R&D Productivity Department Lake Stevens Division
domain: billh@lsid.hp.com M/S 330
phone: (206) 335-2200 8600 Soper Hill Road
fax: (206) 335-2828 Everett, WA 98205-1298
gallaher@teleport.com (Ed Gallah
Member
Posts: 39
Joined: Fri Mar 29, 2002 3:39 am

Circular Causal Structures

Post by gallaher@teleport.com (Ed Gallah »

This conversation on feedback has been extremely useful to me!

During a visit to MIT and Albany last December, I talked with JWF and GPR
about some of the issues of applying SD to biology and medicine. In
looking through some of the D-files I found references to some of the
different viewpoints of engineers and socioeconomic workers re systems,
dynamics, feedback, etc.

The engineer is generally designing and building a new system. Specs can
be established, and specific testing devices (computer models, flight
simulators, wind tunnels) can be used to determine system behavior, improve
the design, etc.

In contrast, the socio-economist/manager is trying to understand the
behavior of complex systems which already exist, and within which we work
and live.

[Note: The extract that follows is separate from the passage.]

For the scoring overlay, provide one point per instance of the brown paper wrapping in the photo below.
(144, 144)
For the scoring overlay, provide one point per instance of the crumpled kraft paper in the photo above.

Predictions can be made (or attempted), but controlled
experiments are next to impossible.

I noticed as I read these descriptions that biology did not fit easily into
either category.

As complex as biology appears to be, we may have some distinct
advantages. If I want to study thermoregulation, I can build an SD model,
run simulations, examine the rat, improve the model, examine another
-genetically identical- rat, hopefully under almost identical lab
conditions, and so on. This is not being done much (yet), but I believe
this perspective offers great promise.

I find the above discussion to be fascinating, because it highlights the
profoundly different ways that different disciplines might approach the use
of SD as a tool. For example, reading about policy decisions just does
not connect for biomedical scientists, even though the concept is right on.
So some social engineering (a la learning organizations?) needs to take
place here.


The thoughtful offerings on feedback from Sterman, Richardson, Shervais,
and Budiman provide a further excellent example of these cultural
differences. JS used the term feedback more generically. GPR provided a
nice contrast between the use of feedforward in behavioral decision
theory and engineering. BB then pointed out that cooling coffee is not
feedback at all, but rather an approach to equilibrium.

Whether this latter case would be described as feedback or not, the fact
remains that the temperature affects the rate of heat loss, and the rate of
heat loss affects the temperature. So there is certainly an interaction
between the two.

GPR said:

>Does the terminology matter? Yes, if the people you are trying to talk
>with have these terms but do not have our meanings. It would be bad if
>people with a "feedback/feedforward" lexicon were to decide that the loop
>in Newtons law of cooling is "neither feedback or feedforward," as Ed
>offered, since that is perilously close to saying there is not "a
>feedback loop" there.

This is absolutely critical for me! I am skating on thin ice when I
present an SD lecture to biomedical scientists who largely think that
modeling is for dilettantes. Given that there may well some engineers in
the audience, if I use the terms "incorrectly" (to them), I could very well
shoot my credibility all to hell.

On the other hand (if youre still with me), I REALLY like the term used by GPR:

"Circular causal structures" !

I think I could sell this term to my colleagues, regardless of their
background, without offending anyone. SD is -ideal- for studying the
behavior of CCSs. And yet it avoids any discipline-based pre-conceived
notions on whether this is feedback, feedforward, approach to equilibrium,
or compound interest. All of these can be defined as Circular Causal
Structures.

THEN within each discipline, based on the -problem- to be solved, and the
-relevant audience- (as GPR and others continually stress), the SDer can
tailor the terms "feedback" and "feedforward" as the situation suggests.

Does this make sense to John, George, Benny, Steve? And others?


ed gallaher
gallaher@teleport.com

"I for one" (as Floyd R. Turbo, AKA Johnny Carson used to say) think that
this has been a VERY productive thread!